GatherMOS: Large Language Models Revolutionize Speech Quality Evaluation
ArXiv Audio Speech•Apr 16, 2026 04:00•research▸▾
research#voice🔬 Research|Analyzed: Apr 16, 2026 23:09•
Published: Apr 16, 2026 04:00
•1 min read
•ArXiv Audio SpeechAnalysis
This research introduces an incredibly exciting advancement in audio processing by using 大規模言語モデル (LLM) as intuitive meta-evaluators for speech quality. The innovative GatherMOS framework brilliantly combines various acoustic signals to predict perceptual quality with impressive accuracy. It is fantastic to see that this approach consistently outperforms traditional learning-based models, proving the incredible adaptability and power of modern AI in non-intrusive evaluations.
Key Takeaways & Reference▶
- •GatherMOS leverages 大規模言語モデル (LLM) as powerful meta-evaluators to intelligently aggregate diverse signals into speech quality predictions.
- •Zero-shot setups maintain highly stable performance, while few-shot guidance yields massive accuracy gains.

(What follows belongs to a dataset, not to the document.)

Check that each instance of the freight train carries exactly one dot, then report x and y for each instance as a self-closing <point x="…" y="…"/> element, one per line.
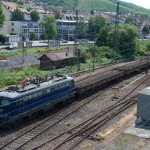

- •The framework remarkably outperforms established baselines and learning-based models in non-intrusive speech evaluation.
Reference / Citation
View Original"Experiments on the VoiceBank-DEMAND dataset demonstrate that GatherMOS consistently outperforms DNSMOS, VQScore, naive score averaging, and even learning-based models such as CNN-BLSTM and MOS-SSL when trained under limited labeled-data conditions."